The Messenger stars Woody Harrelson and Ben Foster as Iraq War veterans assigned to stateside duty as bearers of tragic news. They notify civilian survivors of soldiers killed in combat, usually within 24 hours of their deaths. The movie was previously showcased at the Sundance and Berlin festivals, with mixed response.
Moverman, 42, is a former journalist and Israeli Army officer who previously co-authored screenplays for the Bob Dylan biography I'm Not There and the art house favorites Jesus' Son and Married Life. He'll attend Friday's screening with Harrelson and Foster — plus nearly 400 members of the armed forces invited by the festival.
In an e-mail interview, Moverman discussed how The Messenger fits in with the recent cycle of Iraq war-related films, its chance of connecting with audiences, and facing an audience Friday with a vested interest in the film's theme.
How do you compare The Messenger with films like Stop-Loss, The Lucky Ones and In the Valley of Elah?
Honestly, I don't think there's a need to do that. I think each one of these films stands on its own, despite the desire to bunch them together. This is a film about the people who live with the consequences of war, the people notifying and being notified — soldiers, families, us. It could be any war. It will work for the next one.
It's a film about grief and getting back to life after encountering that grief, and so it's really about something we all face, not just soldiers; dealing with the shock of losing a loved one and then finding the grace, the love, the friendships that help you stay alive yourself.

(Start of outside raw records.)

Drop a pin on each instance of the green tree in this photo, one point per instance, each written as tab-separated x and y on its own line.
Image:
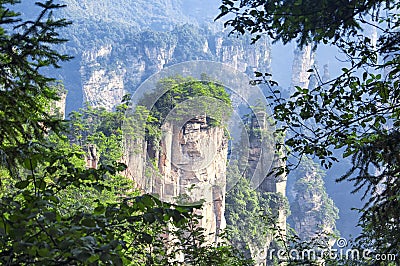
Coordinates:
356	113
41	221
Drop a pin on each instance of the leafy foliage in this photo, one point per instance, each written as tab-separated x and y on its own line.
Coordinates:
357	112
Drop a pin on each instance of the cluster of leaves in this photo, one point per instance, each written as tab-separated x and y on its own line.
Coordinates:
305	21
250	214
53	210
308	185
356	112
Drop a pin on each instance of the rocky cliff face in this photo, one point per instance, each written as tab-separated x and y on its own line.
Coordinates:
109	71
312	211
189	166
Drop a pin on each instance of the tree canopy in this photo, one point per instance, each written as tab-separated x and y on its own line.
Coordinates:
355	114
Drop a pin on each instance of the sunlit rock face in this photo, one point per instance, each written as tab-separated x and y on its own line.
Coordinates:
189	166
107	72
303	61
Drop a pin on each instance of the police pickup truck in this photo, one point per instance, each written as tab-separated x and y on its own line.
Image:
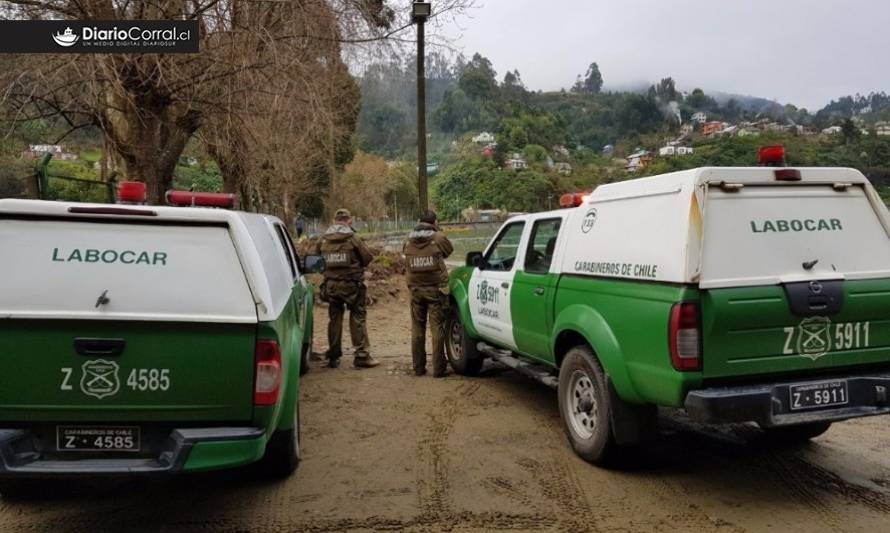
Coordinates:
148	339
755	294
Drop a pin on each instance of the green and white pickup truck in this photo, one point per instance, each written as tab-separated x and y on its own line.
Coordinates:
147	339
738	294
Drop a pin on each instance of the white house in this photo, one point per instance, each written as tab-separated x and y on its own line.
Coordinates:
561	150
670	151
638	160
484	138
516	163
564	168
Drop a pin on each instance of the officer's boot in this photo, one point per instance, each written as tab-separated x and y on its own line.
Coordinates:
365	362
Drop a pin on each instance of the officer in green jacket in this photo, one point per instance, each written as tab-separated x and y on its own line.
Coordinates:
425	252
346	257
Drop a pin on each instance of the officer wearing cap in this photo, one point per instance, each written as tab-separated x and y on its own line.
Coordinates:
425	252
346	257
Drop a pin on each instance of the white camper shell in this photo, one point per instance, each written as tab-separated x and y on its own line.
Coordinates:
215	265
730	227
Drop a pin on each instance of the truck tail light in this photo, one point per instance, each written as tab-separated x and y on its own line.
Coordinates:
685	337
268	373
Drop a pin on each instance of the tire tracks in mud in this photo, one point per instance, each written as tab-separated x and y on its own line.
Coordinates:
814	485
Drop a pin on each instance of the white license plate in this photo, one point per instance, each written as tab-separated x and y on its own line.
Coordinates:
98	438
818	395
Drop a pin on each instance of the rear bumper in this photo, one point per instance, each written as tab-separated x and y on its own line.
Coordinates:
192	449
769	404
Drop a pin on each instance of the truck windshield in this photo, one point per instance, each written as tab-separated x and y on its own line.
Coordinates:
768	234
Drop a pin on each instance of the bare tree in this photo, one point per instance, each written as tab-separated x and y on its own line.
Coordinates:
269	94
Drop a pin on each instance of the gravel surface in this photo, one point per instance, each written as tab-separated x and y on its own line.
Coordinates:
384	450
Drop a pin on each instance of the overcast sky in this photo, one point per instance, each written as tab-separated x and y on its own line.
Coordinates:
806	52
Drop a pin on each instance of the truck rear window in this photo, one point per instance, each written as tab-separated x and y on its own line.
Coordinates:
123	271
768	234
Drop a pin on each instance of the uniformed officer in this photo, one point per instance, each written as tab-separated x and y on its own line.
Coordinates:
425	252
346	257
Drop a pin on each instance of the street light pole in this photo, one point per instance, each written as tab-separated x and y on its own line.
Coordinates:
420	12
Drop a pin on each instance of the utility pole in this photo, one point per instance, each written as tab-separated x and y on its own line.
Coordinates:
421	11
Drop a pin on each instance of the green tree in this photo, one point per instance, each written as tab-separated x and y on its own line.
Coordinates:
592	83
666	90
850	131
478	79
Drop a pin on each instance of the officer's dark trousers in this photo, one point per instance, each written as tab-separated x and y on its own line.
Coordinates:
343	295
433	303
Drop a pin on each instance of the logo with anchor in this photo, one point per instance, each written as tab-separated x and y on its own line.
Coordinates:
814	338
100	378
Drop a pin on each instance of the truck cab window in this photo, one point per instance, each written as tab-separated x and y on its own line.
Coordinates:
288	248
541	246
502	254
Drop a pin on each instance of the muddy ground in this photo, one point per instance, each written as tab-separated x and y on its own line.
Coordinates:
384	450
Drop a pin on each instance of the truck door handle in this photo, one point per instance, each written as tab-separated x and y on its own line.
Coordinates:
95	347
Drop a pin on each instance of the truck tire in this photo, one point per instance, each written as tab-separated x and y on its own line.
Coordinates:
282	455
460	348
796	434
585	407
304	359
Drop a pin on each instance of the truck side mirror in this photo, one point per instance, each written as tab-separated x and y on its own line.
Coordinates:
475	260
314	264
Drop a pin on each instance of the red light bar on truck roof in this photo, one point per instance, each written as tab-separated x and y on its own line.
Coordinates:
202	199
774	156
771	156
573	199
131	192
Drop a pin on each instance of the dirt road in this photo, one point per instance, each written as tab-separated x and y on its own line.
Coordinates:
387	451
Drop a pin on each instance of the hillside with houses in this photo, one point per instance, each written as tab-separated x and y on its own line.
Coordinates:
497	147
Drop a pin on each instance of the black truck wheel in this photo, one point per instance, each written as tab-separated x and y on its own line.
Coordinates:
585	406
460	348
282	452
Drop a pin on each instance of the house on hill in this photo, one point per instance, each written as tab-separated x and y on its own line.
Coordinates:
671	150
710	128
638	160
482	215
564	168
516	163
484	138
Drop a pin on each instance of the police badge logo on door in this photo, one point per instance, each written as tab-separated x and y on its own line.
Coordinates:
100	378
589	221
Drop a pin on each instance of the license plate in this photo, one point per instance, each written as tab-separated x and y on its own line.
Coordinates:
818	395
97	438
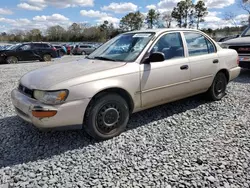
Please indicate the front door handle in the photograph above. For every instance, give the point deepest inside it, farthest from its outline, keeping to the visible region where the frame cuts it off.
(184, 67)
(216, 61)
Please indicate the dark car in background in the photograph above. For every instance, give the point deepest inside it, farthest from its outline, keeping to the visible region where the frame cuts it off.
(68, 48)
(61, 50)
(83, 49)
(242, 45)
(28, 52)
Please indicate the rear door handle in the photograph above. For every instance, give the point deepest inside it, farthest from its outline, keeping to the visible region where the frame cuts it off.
(216, 61)
(184, 67)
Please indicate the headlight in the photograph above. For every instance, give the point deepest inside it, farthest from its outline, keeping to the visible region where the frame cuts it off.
(51, 97)
(223, 45)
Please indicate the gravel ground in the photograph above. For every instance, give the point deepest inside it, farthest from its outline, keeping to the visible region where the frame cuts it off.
(189, 143)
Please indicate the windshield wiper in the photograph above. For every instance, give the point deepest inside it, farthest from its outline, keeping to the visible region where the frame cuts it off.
(104, 58)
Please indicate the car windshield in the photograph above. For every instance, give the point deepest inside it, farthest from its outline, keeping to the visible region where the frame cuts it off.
(13, 47)
(246, 32)
(125, 47)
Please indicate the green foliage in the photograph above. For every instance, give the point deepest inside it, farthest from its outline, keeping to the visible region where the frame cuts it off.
(186, 13)
(200, 12)
(132, 21)
(152, 18)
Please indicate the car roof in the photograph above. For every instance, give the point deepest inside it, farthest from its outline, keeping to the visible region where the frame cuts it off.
(159, 31)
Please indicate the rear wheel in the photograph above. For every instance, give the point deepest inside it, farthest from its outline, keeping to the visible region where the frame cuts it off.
(61, 54)
(12, 60)
(218, 89)
(47, 57)
(106, 117)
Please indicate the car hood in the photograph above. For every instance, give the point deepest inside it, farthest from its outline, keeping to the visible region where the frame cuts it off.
(49, 76)
(238, 41)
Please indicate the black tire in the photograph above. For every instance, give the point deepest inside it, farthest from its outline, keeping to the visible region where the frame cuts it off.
(106, 117)
(12, 60)
(46, 57)
(61, 54)
(218, 88)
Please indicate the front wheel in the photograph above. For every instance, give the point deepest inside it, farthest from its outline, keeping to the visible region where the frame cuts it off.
(46, 57)
(12, 60)
(106, 117)
(218, 89)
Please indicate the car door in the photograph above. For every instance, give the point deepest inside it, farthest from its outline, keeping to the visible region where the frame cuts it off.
(204, 61)
(167, 80)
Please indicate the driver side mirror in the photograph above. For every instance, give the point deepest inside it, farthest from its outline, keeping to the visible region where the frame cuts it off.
(156, 57)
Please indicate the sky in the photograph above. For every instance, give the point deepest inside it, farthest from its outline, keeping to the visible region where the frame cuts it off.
(41, 14)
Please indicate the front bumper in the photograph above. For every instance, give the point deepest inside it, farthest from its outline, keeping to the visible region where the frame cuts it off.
(68, 114)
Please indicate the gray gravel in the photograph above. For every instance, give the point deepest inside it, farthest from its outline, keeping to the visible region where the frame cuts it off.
(189, 143)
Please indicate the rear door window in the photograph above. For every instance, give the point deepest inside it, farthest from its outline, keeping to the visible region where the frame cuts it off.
(170, 45)
(198, 44)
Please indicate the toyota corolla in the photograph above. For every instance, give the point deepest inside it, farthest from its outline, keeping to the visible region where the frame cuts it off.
(131, 72)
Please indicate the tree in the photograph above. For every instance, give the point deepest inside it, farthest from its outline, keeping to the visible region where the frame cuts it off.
(132, 21)
(183, 13)
(75, 31)
(245, 5)
(152, 18)
(200, 12)
(167, 17)
(231, 17)
(34, 35)
(56, 33)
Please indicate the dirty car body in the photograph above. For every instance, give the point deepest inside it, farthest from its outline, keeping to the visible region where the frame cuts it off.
(242, 45)
(131, 72)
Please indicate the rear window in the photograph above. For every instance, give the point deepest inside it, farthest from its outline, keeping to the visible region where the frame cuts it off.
(85, 46)
(41, 45)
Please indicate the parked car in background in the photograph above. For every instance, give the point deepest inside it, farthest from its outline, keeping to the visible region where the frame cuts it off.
(68, 48)
(242, 45)
(28, 52)
(100, 91)
(83, 49)
(61, 50)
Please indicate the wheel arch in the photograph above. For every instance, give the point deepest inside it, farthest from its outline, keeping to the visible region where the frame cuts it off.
(117, 90)
(226, 72)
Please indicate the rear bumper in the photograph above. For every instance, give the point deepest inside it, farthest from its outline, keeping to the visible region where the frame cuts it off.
(234, 73)
(244, 61)
(245, 64)
(68, 114)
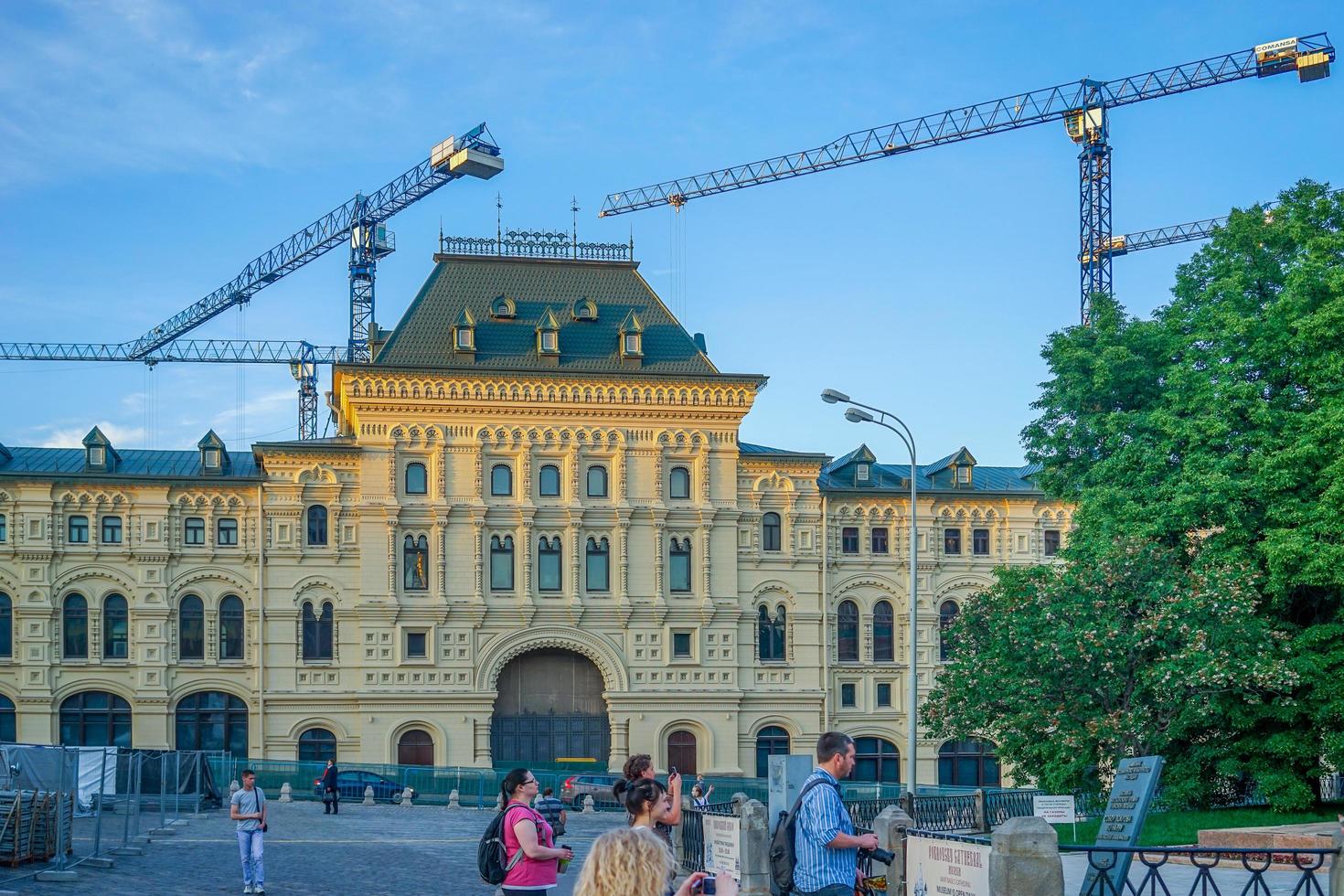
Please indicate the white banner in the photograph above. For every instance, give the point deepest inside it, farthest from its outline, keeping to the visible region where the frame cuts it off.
(946, 867)
(1057, 810)
(722, 845)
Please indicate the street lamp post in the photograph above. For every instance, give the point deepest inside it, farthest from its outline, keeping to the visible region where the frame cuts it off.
(857, 415)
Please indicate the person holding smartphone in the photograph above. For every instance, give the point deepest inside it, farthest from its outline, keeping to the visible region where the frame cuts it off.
(641, 766)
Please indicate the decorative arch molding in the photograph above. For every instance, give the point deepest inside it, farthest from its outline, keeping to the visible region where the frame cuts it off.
(773, 592)
(777, 721)
(100, 572)
(197, 686)
(304, 587)
(317, 473)
(436, 733)
(80, 686)
(503, 649)
(197, 575)
(319, 721)
(703, 738)
(773, 481)
(978, 581)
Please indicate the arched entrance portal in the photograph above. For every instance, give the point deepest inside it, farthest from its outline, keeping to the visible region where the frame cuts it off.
(549, 709)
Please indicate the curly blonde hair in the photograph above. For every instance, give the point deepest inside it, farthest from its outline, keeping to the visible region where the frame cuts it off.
(626, 861)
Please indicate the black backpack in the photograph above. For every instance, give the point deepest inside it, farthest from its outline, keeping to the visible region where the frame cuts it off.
(783, 856)
(491, 858)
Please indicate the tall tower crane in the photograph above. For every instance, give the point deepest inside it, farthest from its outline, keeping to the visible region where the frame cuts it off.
(1175, 234)
(1083, 106)
(362, 220)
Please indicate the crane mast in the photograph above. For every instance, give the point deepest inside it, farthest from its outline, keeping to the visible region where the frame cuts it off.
(1083, 106)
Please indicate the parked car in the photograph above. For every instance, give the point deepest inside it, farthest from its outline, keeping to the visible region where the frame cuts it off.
(575, 787)
(351, 784)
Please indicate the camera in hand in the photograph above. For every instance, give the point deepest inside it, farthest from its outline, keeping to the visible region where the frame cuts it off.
(878, 855)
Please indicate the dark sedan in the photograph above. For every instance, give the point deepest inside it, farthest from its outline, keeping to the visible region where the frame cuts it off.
(351, 784)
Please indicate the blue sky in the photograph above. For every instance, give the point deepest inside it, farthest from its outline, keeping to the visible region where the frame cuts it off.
(151, 149)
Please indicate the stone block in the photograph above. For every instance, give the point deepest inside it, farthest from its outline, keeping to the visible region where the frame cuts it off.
(1026, 859)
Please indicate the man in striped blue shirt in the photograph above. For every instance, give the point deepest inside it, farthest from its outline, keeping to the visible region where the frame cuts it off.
(824, 844)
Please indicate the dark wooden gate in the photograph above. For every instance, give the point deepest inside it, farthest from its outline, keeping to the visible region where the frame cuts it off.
(549, 709)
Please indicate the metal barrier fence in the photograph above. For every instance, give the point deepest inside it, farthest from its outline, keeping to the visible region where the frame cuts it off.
(692, 833)
(119, 795)
(1301, 872)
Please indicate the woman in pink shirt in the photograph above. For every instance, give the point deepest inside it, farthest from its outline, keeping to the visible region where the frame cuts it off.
(527, 833)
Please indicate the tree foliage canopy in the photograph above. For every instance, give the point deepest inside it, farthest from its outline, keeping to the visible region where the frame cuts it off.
(1201, 449)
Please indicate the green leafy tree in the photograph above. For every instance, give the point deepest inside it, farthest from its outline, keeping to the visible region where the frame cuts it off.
(1214, 434)
(1120, 652)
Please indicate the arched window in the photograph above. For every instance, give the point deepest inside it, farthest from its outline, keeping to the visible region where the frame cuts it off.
(8, 721)
(598, 561)
(116, 627)
(415, 560)
(415, 480)
(877, 759)
(191, 629)
(682, 752)
(968, 763)
(415, 749)
(549, 481)
(883, 624)
(231, 627)
(316, 524)
(771, 532)
(679, 483)
(212, 720)
(502, 480)
(317, 632)
(316, 744)
(771, 633)
(502, 563)
(847, 632)
(5, 626)
(549, 564)
(946, 615)
(679, 564)
(94, 719)
(74, 627)
(772, 741)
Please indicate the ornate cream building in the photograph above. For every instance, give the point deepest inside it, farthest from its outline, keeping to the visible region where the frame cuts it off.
(535, 538)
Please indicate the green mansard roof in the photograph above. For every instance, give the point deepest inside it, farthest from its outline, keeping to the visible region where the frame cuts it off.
(471, 283)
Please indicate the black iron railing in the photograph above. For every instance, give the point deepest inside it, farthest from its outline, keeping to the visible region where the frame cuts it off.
(1221, 872)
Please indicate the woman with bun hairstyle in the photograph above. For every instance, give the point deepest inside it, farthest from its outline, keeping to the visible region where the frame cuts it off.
(635, 861)
(526, 832)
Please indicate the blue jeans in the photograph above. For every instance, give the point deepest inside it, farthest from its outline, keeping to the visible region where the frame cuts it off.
(249, 850)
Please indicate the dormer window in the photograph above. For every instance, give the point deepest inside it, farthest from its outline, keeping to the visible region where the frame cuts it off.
(100, 457)
(464, 332)
(585, 311)
(632, 338)
(214, 458)
(549, 335)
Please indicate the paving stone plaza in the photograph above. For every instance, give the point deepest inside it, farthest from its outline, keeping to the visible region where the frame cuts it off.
(365, 849)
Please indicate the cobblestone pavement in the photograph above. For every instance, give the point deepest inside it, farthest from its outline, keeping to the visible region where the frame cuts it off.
(366, 849)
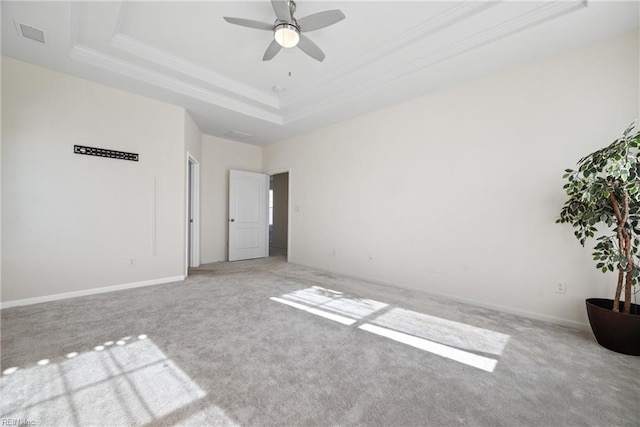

Any worries after those other Iraq War movies were largely ignored by audiences?
These are the sort of things we can't worry about. I think audiences will come if we can convince them that the film is an emotional experience worth going through.
It's not a tragedy, there's a lot of humor in it. It's a portrait of a time and a place but it is truly touching a universal theme we are always dealing with. We just have to represent it honestly to audiences and see what happens.
How do you think those soldiers at Friday's screening will react to a theme they never want to face in reality?
We hope that the film can become part of a dialogue about how we deal with soldiers on the home front, about the subculture of the military and how conveniently it is mostly ignored by the mainstream. Clearly, inviting soldiers into this dialogue is a really important move, and the festival in Sarasota should take the credit for being the first to do so. It's a hell of a thing to do.